The following are the possible suggestions to consider while structuring cross-border M&A deals:

  1. There should be comprehensive Due-Diligence which may often involve a simple investigation or human resource due-diligence. Thus, reasonable steps shall be taken not only by the acquirer but also by the acquiree. 
  2. The team set for cultural integration purposes in cross border mergers and acquisitions will have to ensure that new business culture is developed that will be inclusive of all the aspects as previously held by the cultures of the involved businesses.
  3. The monopoly controlling policies shall be fully understood wherever there is a task to initiate a cross-border M&A exercise.
  4. All the specifications and guidelines on how and when tax should be remitted to authorities once the cross-border merger and acquisition venture has been initiated must be fully understood.
  5. There should be a win-win strategy in a cross-border M&A transaction and both the companies shall be benefited with the same.
  6. There may be strong communication or town hall meetings which can be fundamental to success. 
  7. The acquirer shall strive to understand where the key and operational decision making in the target lies, i.e, whether at the promotional level or management level.
  8. Flexible organizational structures are essential to ensure the ability to adopt cultural, social and other factors that vary across markets.

Conclusion

Besides the above issues or challenges during a cross-border M&A transaction or before structuring such a deal, another impactful issue which is to be considered is the on-going COVID-19 pandemic. 
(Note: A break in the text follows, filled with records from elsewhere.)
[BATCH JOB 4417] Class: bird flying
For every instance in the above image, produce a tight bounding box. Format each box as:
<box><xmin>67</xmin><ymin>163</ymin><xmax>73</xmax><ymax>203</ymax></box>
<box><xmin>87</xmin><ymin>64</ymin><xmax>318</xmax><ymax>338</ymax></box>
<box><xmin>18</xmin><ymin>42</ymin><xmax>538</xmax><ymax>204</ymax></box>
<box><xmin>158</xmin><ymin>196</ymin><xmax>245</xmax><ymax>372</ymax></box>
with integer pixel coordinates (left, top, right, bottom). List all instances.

The current pandemic situation has changed all the aspects of a corporate transaction in every country and every state. However, the M&A activity has not come to a complete standstill. During the ongoing lockdown period, buyers should maintain focus on due diligence that can be achieved remotely, and sellers should ensure that they both set up and maintain an easy to use and comprehensive virtual data room. 

The current crisis represents an opportunity for the buyers to renegotiate the purchase price down, even late in the transaction timetable, and shall aim to shift the payment obligation as late as possible whether by way of earn-outs or other purchase price adjustments to counteract any forecast reduction in profits of the seller in the period following completion. The global business lockdown has created opportunities for Indian firms waiting with cash eyeing quality international assets. The telecommunication sector grew 220x in comparison to 2019 and the deal value increased by 19% primarily due to the deal in which Facebook acquired Jio Platforms from Reliance Industries for $5.73 billion. In the first half of the calendar year 2020, out of all deal categories like inbound, outbound and domestic, the greatest M&A deal activity was witnessed in the domestic category which recorded 179 deals compared to 38 inbound and 24 outbound deals. 

In China, the situation was different because, in the first five months of 2020,Chinese outbound M&A activity collapsed compared to previous years.

The number of newly announced transactions dropped from around 90 per month in the 2016-2018 period to barely 30 per month between January-May 2020. Compared to the same period in 2019, new outbound deal-making by Chinese firms is down 71% in volume and 88% in value terms. Average monthly transaction values dropped from a peak of more than $20 billion in 2016 to $12 in 2018 and a mere $1.3 billion in 2020. So far this year, all companies in China combined have spent around the same amount on overseas acquisitions as HNA Group did in 2016 on one transaction – its purchase of a 25% stake in Hilton Worldwide Holdings ($6.5 billion).

This article is an attempt to analyse the issues while structuring a cross-border M&A. These points underscore how important it is for the domestic party and the international party to consider these issues while making a cross-border deal.